Enhancing vertebral fracture prediction using multitask deep learning computed tomography imaging of bone and muscle.
Authors
Affiliations (10)
Affiliations (10)
- Department of Internal Medicine, Seoul National University Bundang Hospital, Bundang, Gyeonggi-do, Republic of Korea.
- Department of Internal Medicine, Seoul National University College of Medicine, Seoul, Republic of Korea.
- Kim Jaechul Graduate School of AI, Korea Advanced Institute of Science and Technology, Daejeon, Republic of Korea.
- Letsur Inc., Seoul, Republic of Korea.
- Department of Medical Device Development, Seoul National University College of Medicine, Seoul, Republic of Korea. [email protected].
- Department of Neurosurgery, Seoul National University Boramae Hospital, Seoul, Republic of Korea. [email protected].
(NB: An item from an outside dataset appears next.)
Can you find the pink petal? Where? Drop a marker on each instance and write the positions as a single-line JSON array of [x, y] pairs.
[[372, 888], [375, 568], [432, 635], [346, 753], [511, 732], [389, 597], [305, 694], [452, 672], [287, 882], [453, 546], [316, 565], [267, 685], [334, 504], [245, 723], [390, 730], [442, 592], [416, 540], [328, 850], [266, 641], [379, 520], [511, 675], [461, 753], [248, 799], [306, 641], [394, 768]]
- Department of Internal Medicine, Seoul National University Hospital, Seoul, Republic of Korea.
- Department of Internal Medicine, Seoul National University College of Medicine, Seoul, Republic of Korea. [email protected].
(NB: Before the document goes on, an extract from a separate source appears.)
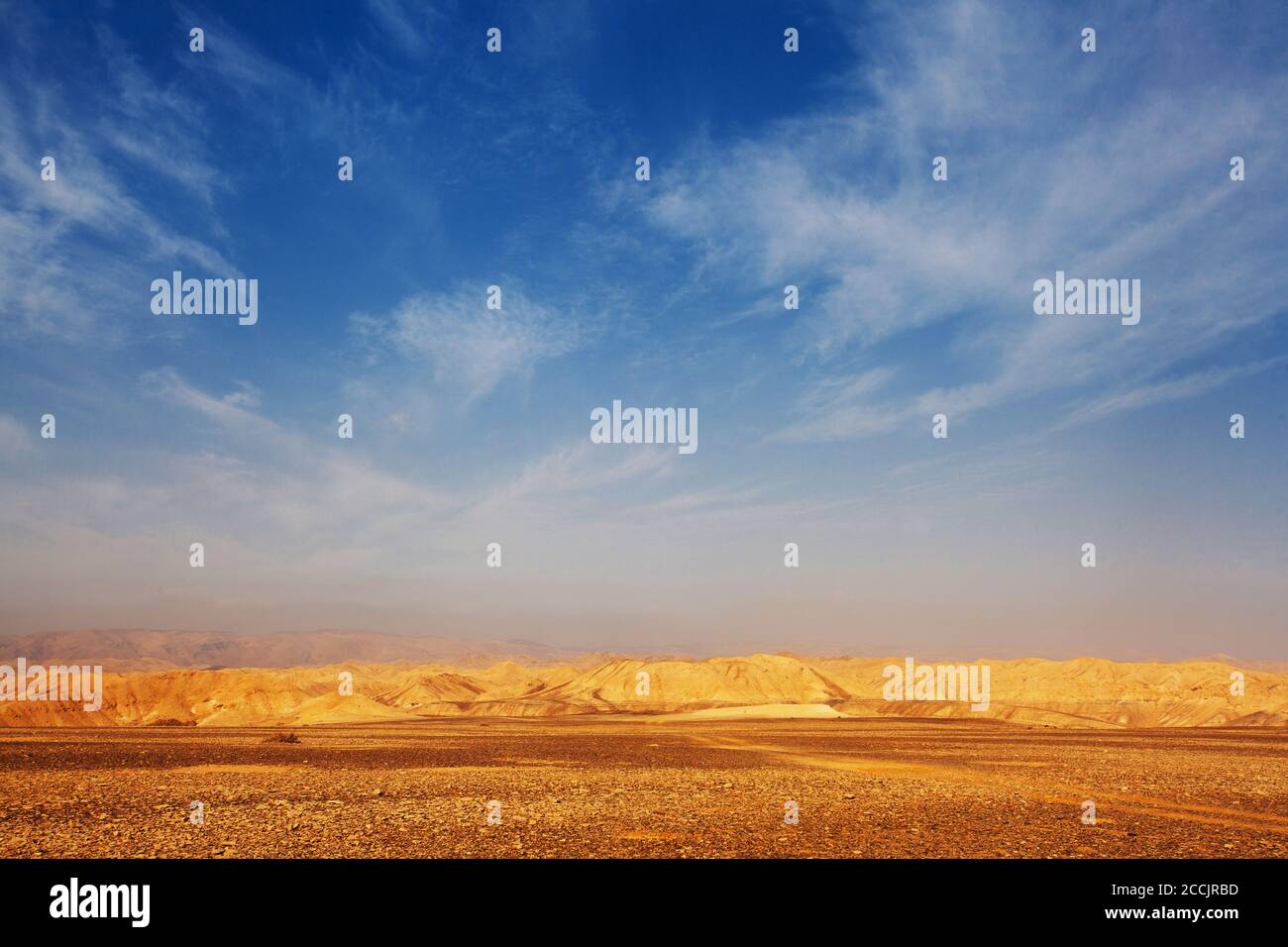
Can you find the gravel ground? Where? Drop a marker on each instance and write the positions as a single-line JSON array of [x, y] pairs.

- Department of Internal Medicine, Seoul National University Hospital, Seoul, Republic of Korea. [email protected].
- Department of Internal Medicine, Seoul National University Boramae Hospital, Seoul, Republic of Korea.
Abstract
To develop and externally validate a computed tomography (CT)-based multitask learning model to predict fracture risk. This study was conducted in two parts, using a multitasking learning approach. We developed a cross-sectional vertebral fracture (VF) detection model using abdominal CT scans of 2553 patients aged 50-80 years. Then, we leveraged this detection model within a multitask learning framework to develop a longitudinal VF prediction model over a 5-year follow-up period. External testing was performed on 1506 patients from two independent hospitals. The performance was compared between the single-task and multitask models, bone-only and bone+muscle images, and image-only and clinical models. For the cross-sectional fracture detection model, the mean age of the patients was 76.2 years, and 66.7% were female. In the classification task for detection of VF, the model using both bone and muscle showed an area under the receiver operating characteristic curve (AUROC) of 0.82 in the development set and 0.80 in the external test sets. Using multitask learning, the bone + muscle image model showed a c-index of 0.68 and had superior performance than the bone-only model in the external test set for 2-year, 3-year, and 5-year AUROCs (0.79 vs. 0.75, 0.71 vs. 0.68, and 0.71 vs. 0.68, respectively, all p < 0.01). Also, the multitask model significantly outperformed the Fracture Risk Assessment Tool (FRAX) (c-index: 0.68 vs. 0.66, p < 0.01). The CT-based multitask learning model integrating both bone and muscle data showed superior predictive performance for VFs compared with models using bone images only and traditional clinical models. Question Vertebral fracture risk remains underestimated in many individuals undergoing CT scans for other reasons, highlighting the need for improved opportunistic prediction tools. Findings A multitask deep learning model integrating both bone and muscle features from CT scans demonstrated superior performance compared to bone-only and traditional clinical models, including FRAX. Clinical relevance The proposed model enables accurate vertebral fracture risk prediction using routinely acquired CT scans, facilitating early identification and intervention without the need for additional tests.